しかも、重体にした人を、皆から慕われ、チームのムードメーカーで、かつ個人回では、家族の仲の良さを前面に出した陣馬だから、もう酷い。慕われ、ムードメーカーで家族仲が良いという点全てを、最終回で渋滞にすることで悲しさを増幅されるネタとして使っていることになる。狙い方があざとすぎる。

未満警察

最終回直前回では国枝警視正が監禁されていた。また、鍵を握る橘冬美の消息は不明となっていた。
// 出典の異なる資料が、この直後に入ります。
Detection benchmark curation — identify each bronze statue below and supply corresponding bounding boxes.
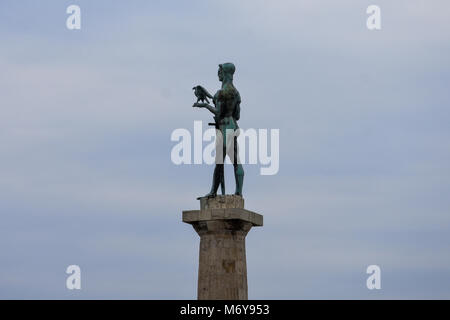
[193,63,244,197]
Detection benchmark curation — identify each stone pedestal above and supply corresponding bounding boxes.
[183,195,263,300]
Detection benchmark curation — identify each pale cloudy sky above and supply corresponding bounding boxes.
[0,0,450,299]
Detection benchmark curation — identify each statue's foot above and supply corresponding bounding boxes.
[197,192,217,200]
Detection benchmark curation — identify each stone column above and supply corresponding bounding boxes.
[183,195,263,300]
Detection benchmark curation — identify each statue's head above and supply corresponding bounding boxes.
[217,62,236,81]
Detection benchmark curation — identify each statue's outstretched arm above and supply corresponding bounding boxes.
[193,103,220,116]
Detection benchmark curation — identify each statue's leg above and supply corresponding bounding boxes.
[205,164,223,198]
[205,130,226,198]
[233,136,244,196]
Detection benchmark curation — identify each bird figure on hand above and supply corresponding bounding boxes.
[192,86,212,103]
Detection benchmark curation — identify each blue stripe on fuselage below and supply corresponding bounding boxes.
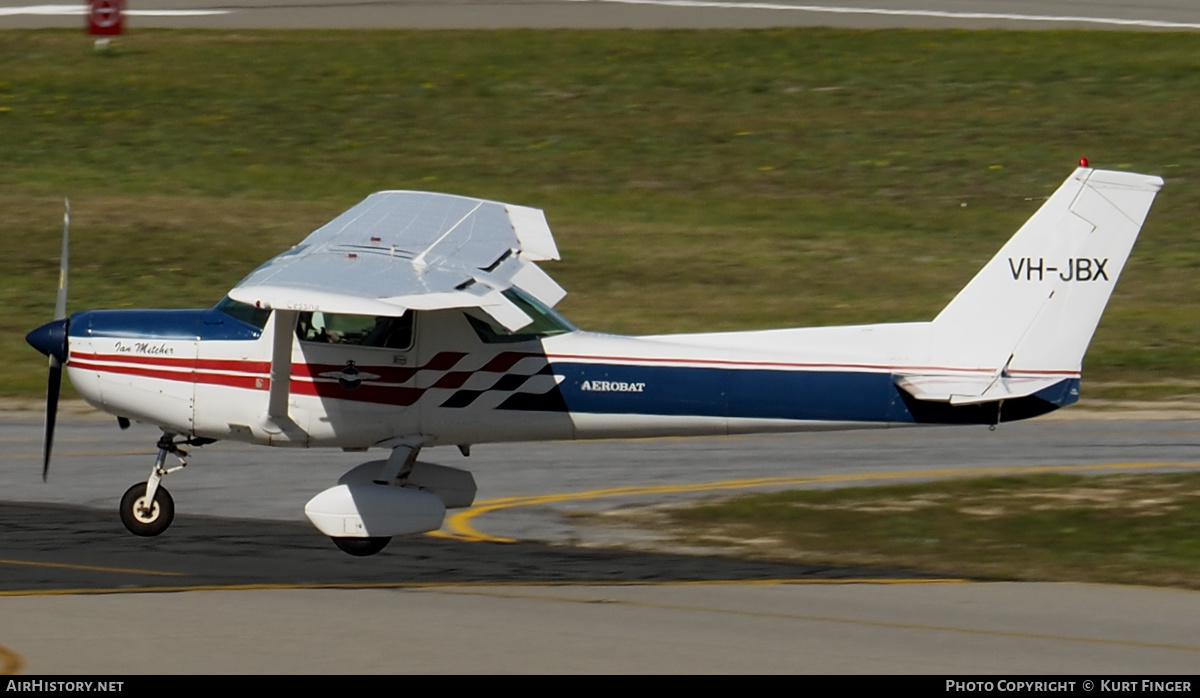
[553,362,1079,423]
[70,308,262,342]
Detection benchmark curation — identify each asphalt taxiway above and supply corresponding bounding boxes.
[0,414,1200,675]
[0,0,1200,31]
[0,0,1200,680]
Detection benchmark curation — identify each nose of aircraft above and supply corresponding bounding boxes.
[25,318,67,363]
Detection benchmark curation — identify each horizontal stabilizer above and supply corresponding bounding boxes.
[895,375,1070,405]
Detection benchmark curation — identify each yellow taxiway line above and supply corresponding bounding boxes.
[446,462,1200,543]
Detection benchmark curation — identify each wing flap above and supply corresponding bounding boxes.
[893,374,1067,405]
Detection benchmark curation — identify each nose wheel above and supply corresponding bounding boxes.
[121,482,175,537]
[121,432,212,537]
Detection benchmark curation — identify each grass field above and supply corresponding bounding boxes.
[0,30,1200,399]
[605,473,1200,589]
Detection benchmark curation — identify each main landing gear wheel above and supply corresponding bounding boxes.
[121,482,175,536]
[332,536,391,558]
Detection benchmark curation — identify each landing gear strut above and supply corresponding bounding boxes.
[120,432,211,536]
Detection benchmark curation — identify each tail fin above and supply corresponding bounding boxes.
[931,168,1163,375]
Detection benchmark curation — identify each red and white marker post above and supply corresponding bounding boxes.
[88,0,125,50]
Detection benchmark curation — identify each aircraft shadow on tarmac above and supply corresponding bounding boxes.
[0,503,945,594]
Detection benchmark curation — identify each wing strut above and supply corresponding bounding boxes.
[266,308,300,420]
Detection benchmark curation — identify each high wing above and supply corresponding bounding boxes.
[229,191,566,331]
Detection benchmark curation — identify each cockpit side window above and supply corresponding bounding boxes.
[296,311,413,349]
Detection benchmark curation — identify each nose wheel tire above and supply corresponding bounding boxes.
[334,536,391,558]
[121,482,175,536]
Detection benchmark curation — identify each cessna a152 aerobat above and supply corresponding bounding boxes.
[28,162,1163,555]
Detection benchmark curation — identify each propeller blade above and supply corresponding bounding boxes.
[42,355,62,482]
[54,199,71,320]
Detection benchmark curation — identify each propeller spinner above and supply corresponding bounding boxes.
[25,200,71,482]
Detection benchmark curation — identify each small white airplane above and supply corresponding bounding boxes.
[26,161,1163,555]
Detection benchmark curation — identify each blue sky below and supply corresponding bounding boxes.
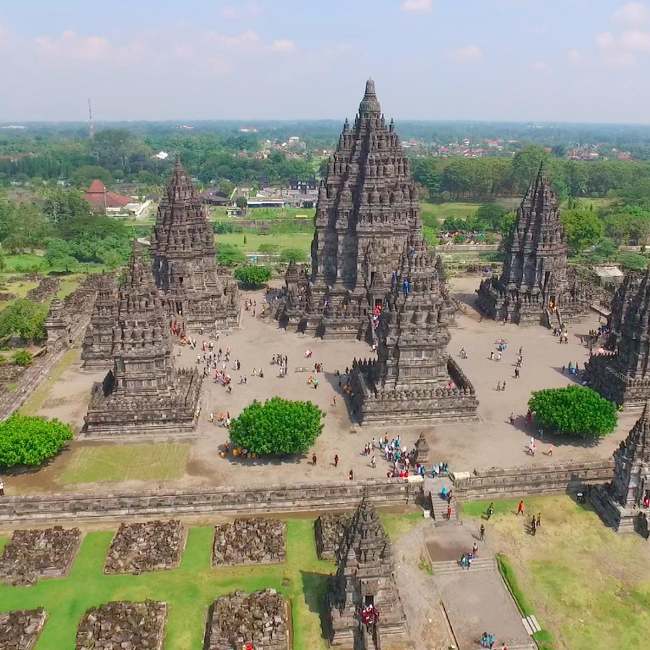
[0,0,650,123]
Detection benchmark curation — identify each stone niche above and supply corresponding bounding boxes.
[212,518,287,566]
[0,526,81,585]
[104,519,187,574]
[0,608,47,650]
[314,512,352,560]
[203,589,290,650]
[75,600,167,650]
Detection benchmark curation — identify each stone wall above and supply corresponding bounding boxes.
[453,459,614,500]
[0,479,412,526]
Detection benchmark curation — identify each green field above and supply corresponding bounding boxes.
[0,515,411,650]
[462,496,650,650]
[56,442,190,485]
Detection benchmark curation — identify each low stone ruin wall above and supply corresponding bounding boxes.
[0,608,47,650]
[76,600,167,650]
[203,589,289,650]
[0,526,81,585]
[0,479,420,526]
[104,519,186,574]
[453,460,614,500]
[212,519,287,566]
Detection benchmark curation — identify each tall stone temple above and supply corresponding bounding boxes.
[476,167,589,327]
[327,497,411,650]
[351,235,478,423]
[81,274,117,370]
[585,271,650,407]
[590,403,650,537]
[151,159,239,331]
[276,79,421,338]
[84,243,201,436]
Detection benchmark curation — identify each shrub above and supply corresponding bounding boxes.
[528,386,617,439]
[235,264,271,289]
[230,397,324,456]
[11,350,33,368]
[0,414,72,468]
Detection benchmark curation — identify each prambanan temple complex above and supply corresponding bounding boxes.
[586,271,650,407]
[151,159,239,332]
[85,243,201,436]
[476,167,589,327]
[351,234,478,423]
[328,497,410,650]
[276,80,421,338]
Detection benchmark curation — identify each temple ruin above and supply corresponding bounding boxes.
[476,166,589,327]
[349,235,478,424]
[275,79,421,338]
[151,159,239,332]
[585,271,650,407]
[590,403,650,537]
[84,242,201,436]
[327,497,410,650]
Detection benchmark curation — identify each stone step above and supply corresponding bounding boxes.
[431,557,497,575]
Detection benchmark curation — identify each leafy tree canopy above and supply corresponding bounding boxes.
[528,386,617,439]
[0,414,73,468]
[230,397,324,456]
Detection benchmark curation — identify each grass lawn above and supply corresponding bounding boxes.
[0,515,416,650]
[56,443,190,485]
[463,496,650,650]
「MIU404」とは反対に、これまでストーリーに無茶な展開を多々入れていた「未満警察」であるが、この国枝警視正と橘が生命・身体の危機にあるか否かは、ストーリー上の大きなポイントであったし、監禁と橘の行方不明には一応の合理性はあったので、この件については問題はないと言える。、というか、他のストーリー展開が本当にありえないくらい無茶苦茶なので、これが素晴らしいことのように見えるが、いたって普通な展開なだけである。

未解決の女

うーん、このラストに控える「未解決の女」の最終回直前回の重体要員が、これまでずっと、主人公の所属する場所に対し、嫌味を言ったり高圧的態度を取ってきた古賀室長であり、思い入れが無いので、MIU404の陣馬刑事のようにはいかない。例えそのまま死んでも、次シリーズでは別な人が後任の役をやるだけだろうと考える程度で、「相棒」における、杉下右京の相棒が変わるほどのインパクトはない。これで死んだら、今のままなら死に損である。これは、きっと何か合理的理由があるでしょう。そうでなければ、かなりまずい脚本になってしまうと思う。
何れにせよ、少なくとも今のままでは、古賀室長が撃たれる必然性も、これが物語上の重要ポイントになることはない。